Writing this now, I can see this is pretty ridiculous. I wonder why I’ve never been able to meet the standard—perhaps a part of me knew it was outrageous. The only person that should play this role in your life is a parent. And a partner, but only to a certain extent.
Friends should be there for one another, no doubt. But this notion of always being there is a hangover from our early years. The mantra is a simple way for parents to explain to children what the values of friendship are.
As we age and our priorities diversify, if we don’t question and redefine this childhood idea we may find ourselves overloaded. If you’re anything like me, prone to minimizing your own needs, you may end up setting the bar far too high and punishing yourself, as I have, when you don’t reach it.
I’m starting to realise that always being there doesn’t necessarily mean always being available.

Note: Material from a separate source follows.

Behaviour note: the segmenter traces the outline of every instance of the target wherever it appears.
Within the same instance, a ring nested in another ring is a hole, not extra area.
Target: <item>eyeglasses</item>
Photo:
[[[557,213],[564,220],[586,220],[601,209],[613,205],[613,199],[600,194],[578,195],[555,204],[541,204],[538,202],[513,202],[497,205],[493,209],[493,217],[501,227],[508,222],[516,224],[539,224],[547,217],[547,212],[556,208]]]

It can also mean always standing by someone. Always being loyal. Always empathising. Always being present in their life. Always seeing the best in them. There are plenty of ways to always be there for someone that don’t involve disproportionate sacrifice on your part.
It’s liberating to understand that I can put up my own needs first, and be a good friend at the same time.
It’s all about boundaries. The best friendships have them, and the best friends understand why you need them.